Characterization Of Β-Lactamases and Multidrug Resistance Mechanisms in Enterobacterales from Hospital Effluents and Wastewater Treatment Plant

Abstract

Antimicrobial resistance presents a global challenge to the fight against infections in modern time. It is projected that, close to 2.4 million people are likely to die globally by the year 2050 due to infections linked to antibiotic resistance. Antimicrobials indiscriminately discharged into wastewater promote the emergence of antibiotic resistance, facilitated by selective pressure and transfer of resistance genes. This study aimed to determine the antimicrobial resistance profiles of enteric bacteria from wastewater and to establish the prevalence of plasmid borne β-lactamases and other mechanisms conferring multiresistance.

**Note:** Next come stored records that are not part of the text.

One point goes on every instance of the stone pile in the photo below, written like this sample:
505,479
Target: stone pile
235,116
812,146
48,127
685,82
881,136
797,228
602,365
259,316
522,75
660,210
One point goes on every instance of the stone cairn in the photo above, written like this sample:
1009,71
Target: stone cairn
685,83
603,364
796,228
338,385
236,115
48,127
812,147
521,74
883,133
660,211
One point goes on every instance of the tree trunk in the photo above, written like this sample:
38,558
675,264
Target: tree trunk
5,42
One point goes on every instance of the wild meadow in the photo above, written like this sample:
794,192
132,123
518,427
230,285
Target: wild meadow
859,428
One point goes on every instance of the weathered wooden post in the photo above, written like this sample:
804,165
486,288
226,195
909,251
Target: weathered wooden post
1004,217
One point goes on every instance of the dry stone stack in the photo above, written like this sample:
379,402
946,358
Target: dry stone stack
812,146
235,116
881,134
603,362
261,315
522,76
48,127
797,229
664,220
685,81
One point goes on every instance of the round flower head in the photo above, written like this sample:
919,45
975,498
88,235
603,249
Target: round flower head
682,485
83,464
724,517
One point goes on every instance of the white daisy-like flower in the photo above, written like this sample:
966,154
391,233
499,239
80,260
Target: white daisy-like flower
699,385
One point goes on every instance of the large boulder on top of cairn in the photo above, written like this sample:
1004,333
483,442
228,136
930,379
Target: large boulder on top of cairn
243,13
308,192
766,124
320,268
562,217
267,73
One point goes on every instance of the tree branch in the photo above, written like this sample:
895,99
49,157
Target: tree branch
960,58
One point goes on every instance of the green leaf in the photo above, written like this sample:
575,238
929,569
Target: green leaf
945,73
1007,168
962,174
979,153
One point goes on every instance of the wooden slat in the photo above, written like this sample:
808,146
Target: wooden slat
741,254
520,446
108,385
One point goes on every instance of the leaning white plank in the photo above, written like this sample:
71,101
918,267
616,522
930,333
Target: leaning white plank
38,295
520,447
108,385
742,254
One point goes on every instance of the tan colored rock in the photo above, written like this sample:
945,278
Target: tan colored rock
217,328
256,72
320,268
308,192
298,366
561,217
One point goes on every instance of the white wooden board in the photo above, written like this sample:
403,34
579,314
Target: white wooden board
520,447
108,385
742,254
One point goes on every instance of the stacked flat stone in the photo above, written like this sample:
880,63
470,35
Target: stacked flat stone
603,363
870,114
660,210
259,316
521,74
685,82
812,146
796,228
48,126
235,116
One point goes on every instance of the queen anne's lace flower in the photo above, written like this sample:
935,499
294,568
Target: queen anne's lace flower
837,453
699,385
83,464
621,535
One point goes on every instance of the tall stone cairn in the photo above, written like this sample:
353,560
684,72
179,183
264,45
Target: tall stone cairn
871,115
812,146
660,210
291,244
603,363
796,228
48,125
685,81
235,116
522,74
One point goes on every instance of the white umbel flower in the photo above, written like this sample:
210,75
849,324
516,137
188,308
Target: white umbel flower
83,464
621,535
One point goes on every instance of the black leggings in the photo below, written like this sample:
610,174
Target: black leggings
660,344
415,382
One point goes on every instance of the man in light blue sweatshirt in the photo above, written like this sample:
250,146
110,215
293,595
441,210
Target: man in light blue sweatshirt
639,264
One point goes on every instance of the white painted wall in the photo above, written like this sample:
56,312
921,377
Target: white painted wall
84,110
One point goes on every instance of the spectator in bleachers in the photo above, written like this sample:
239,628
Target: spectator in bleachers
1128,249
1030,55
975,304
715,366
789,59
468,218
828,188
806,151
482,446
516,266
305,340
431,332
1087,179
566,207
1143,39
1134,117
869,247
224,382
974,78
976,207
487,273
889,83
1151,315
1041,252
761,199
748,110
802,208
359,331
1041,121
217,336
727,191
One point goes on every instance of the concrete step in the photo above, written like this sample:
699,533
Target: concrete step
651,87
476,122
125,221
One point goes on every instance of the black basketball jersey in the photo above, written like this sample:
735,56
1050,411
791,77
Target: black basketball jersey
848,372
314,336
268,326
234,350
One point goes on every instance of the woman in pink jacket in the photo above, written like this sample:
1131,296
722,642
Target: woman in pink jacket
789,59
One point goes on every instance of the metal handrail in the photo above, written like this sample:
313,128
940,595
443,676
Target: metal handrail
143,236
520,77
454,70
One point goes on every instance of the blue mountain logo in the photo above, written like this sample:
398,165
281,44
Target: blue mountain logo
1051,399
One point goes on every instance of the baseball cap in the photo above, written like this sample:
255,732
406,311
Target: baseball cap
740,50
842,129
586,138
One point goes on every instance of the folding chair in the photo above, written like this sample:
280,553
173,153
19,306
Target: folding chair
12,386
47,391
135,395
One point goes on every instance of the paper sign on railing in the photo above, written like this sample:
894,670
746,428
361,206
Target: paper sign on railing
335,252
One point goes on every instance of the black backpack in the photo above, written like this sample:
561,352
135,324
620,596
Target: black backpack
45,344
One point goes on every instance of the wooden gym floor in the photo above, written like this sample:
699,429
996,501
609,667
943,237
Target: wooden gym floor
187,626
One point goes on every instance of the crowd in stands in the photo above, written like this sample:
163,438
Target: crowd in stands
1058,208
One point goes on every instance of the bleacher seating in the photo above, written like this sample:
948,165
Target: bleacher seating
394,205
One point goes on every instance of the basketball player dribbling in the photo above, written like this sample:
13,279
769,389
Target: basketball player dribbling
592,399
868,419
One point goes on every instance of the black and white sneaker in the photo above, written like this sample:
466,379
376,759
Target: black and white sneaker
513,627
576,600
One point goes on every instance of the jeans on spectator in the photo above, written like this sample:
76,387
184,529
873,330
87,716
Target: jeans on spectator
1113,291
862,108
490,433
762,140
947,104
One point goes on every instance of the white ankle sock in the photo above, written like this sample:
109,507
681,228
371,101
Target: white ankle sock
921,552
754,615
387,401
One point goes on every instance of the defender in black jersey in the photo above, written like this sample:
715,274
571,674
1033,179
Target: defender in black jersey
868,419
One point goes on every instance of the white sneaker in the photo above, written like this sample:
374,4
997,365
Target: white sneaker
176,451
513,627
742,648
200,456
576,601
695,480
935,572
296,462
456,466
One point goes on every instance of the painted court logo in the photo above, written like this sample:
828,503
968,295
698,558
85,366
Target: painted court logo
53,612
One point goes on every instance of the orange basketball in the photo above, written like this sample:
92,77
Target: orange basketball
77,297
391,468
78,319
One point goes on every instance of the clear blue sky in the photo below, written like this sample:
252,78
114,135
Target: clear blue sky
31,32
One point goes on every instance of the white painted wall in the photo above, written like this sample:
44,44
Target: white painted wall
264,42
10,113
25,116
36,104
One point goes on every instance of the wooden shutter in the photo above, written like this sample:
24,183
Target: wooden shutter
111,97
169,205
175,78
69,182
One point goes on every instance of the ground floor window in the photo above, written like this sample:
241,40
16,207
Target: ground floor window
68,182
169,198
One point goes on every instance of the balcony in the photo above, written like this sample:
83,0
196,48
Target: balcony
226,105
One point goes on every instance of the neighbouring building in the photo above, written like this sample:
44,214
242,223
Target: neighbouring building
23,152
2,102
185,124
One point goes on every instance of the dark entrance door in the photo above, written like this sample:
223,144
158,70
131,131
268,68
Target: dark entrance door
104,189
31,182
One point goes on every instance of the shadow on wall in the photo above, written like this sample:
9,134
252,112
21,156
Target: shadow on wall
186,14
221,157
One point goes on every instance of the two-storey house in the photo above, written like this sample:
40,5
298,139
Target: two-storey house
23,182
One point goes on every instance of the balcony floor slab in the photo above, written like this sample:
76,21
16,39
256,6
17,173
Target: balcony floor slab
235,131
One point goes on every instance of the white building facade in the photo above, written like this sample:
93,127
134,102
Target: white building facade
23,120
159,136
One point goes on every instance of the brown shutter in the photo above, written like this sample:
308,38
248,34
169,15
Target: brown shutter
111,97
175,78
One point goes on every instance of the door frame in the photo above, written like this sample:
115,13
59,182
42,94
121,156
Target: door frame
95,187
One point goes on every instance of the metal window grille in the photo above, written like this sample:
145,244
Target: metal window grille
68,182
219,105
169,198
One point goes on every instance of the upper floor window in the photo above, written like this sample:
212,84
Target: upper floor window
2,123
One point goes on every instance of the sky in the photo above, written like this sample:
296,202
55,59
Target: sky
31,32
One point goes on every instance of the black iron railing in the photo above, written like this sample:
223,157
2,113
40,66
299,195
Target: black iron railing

Enteric bacteria, Escherichia coli, Klebsiella pneumoniae, Klebsiella oxytoca, Enterobacter cloacae, and Citrobacter species (n = 126) from hospital effluents and proximate wastewater treatment plant in the city of Pecs, Hungary, were assayed for susceptibility to four antimicrobial classes. The β-lactamase encoding genes harbored in plasmids were genotyped and the plasmid DNA was subjected to the next generation sequencing. A multidrug resistance phenotype was found in 72% (n = 58) of E. coli isolates, 70% (n = 43) of Klebsiella species isolates, and 40% (n = 25) of Enterobacter and Citrobacter species. 86% (n = 50) of E. coli, 77% (n = 33) of Klebsiella species and 25% (n = 4) of Citrobacter species isolates phenotypically expressed extended spectrum β- lactamase (ESBL). ESBL genes, blaCTX-M-27 and blaTEM-1 were found in E. coli, while Klebsiella species harbored blaCTX-M-15, blaCTX-M-30, or blaSHV-12. Genes coding for aminoglycoside modifying enzymes, adenylyltransferases (aadA1, aadA5), phosphotransferases (aph(6)-1d, aph(3")-Ib), acetyltransferases (aac(3)-IIa), (aac(6)-Ib), sulfonamide/trimethoprim resistant dihydropteroate synthase (sul), and dihydrofolate reductase (dfrA) were also identified. Mobile genetic elements namely; plasmids and integrons acquired via horizontal gene transfer are vehicles for multiresistance in enteric bacteria from wastewater. Monitoring wastewater from human sources for acquired resistance in clinically important bacteria may provide a cheaper alternative in regions facing challenges that limit clinical surveillance.